Me encogí de hombros, olvidando el tema. Mordisqueamos unas cuantas galletitas de algas y escuchamos el lejano siseo de los altavoces en el sistema de sonido del bar. Kralick se encargó de hablar casi todo el rato. Mencionó los nombres de algunos de mis compañeros en el comité Vornan, entre ellos el de F. Richard Heyman, el historiador, y el de Helen McIlwain, la antropóloga, y el de Morton Fields, de Chicago, el psicólogo. Yo moví la cabeza con benevolencia. Aprobaba la elección.
—Lo comprobamos todo cuidadosamente —dijo Kralick—. Me refiero a que no deseábamos meter en el comité a dos personas que hubieran tenido una discusión o algo de ese tipo, por lo que buscamos en todos los archivos de datos para ir siguiendo sus relaciones. Créame, fue todo un trabajo. Tuvimos que rechazar a dos buenos candidatos porque habían estado involucrados en… bueno, incidentes más bien irregulares con uno de los otros miembros del comité, y eso fue una gran decepción.
—¿Tienen archivos sobre la fornicación entre eruditos?
—Leo, intentamos tener archivos sobre todo. Se quedaría sorprendido. Pero, sea como sea, hemos acabado creando un comité, encontrando sustitutos para los que no servían y sustitutos para los que resultaron ser incompatibles con los demás en la comprobación de datos, y haciendo arreglos y más arreglos…
—¿No habría sido más sencillo considerar que Vornan es un fraude y olvidarse de él?

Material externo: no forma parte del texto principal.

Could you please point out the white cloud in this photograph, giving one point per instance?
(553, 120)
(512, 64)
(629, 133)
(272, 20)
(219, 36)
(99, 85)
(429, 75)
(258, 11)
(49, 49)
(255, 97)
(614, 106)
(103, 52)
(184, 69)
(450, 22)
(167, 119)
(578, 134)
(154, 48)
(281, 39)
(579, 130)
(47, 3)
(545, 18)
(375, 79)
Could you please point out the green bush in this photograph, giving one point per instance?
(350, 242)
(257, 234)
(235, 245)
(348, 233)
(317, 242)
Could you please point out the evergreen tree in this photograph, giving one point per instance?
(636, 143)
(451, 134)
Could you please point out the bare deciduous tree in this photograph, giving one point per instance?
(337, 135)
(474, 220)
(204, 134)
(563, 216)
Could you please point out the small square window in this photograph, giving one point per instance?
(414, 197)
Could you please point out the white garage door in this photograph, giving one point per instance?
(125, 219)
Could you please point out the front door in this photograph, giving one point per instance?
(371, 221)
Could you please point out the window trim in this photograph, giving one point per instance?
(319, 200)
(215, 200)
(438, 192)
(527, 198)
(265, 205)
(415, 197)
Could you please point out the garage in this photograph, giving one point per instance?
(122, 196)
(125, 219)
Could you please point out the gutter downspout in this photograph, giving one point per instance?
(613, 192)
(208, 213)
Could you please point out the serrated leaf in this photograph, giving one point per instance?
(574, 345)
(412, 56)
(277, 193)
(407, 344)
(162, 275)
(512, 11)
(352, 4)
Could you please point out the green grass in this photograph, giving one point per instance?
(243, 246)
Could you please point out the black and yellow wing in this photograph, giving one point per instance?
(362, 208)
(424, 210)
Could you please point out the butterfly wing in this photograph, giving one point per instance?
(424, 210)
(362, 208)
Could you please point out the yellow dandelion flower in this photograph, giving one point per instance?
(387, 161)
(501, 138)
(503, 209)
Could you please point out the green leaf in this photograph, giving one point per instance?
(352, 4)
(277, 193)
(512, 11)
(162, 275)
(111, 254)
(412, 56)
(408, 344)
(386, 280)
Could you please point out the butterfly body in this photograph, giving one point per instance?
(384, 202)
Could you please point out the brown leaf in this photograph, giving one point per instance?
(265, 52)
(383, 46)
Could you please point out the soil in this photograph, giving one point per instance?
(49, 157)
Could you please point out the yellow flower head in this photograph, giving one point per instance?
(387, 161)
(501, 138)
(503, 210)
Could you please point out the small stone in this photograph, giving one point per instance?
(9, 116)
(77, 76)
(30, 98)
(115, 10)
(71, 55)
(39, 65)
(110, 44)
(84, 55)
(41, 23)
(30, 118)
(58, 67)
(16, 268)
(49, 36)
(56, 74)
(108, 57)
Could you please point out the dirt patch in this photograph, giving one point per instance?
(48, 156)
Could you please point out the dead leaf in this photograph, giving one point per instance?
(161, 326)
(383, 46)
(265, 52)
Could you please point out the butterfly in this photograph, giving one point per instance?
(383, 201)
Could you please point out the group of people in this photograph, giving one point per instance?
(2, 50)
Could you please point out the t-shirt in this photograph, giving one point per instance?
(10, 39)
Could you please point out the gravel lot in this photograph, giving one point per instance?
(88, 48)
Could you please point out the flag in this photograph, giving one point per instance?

—La noche pasada hubo una reunión Apocaliptista en Santa Bárbara —dijo Kralick—. ¿Ha oído hablar de ella?
—No.
—Cien mil personas se congregaron en la playa. Mientras llegaban allí dañaron propiedades por una suma aproximada de dos millones de dólares. Después de las orgías habituales empezaron a meterse en el mar igual que lémures.
—Lemmings.
—Lemmings, sí —los gruesos dedos de Kralick flotaron durante un segundo sobre la consola del bar y luego se apartaron de ella—. Imagínese a cien mil Apocaliptistas de toda California, cantando y metiéndose totalmente desnudos en el Pacífico un día de enero. Todavía estamos intentando averiguar las cifras de ahogados. Como mínimo hay más de cien, y sólo Dios sabe cuántos casos de neumonía, y diez chicas fueron pisoteadas hasta morir. Leo, ese tipo de cosas las hacen en Asia. Aquí no. ¿Ve a qué nos enfrentamos? Vornan aplastará este movimiento. Nos dirá cómo son las cosas en el año 2999 y la gente dejará de creer que «el fin está cerca». Los Apocaliptistas se derrumbarán. ¿Otro ron?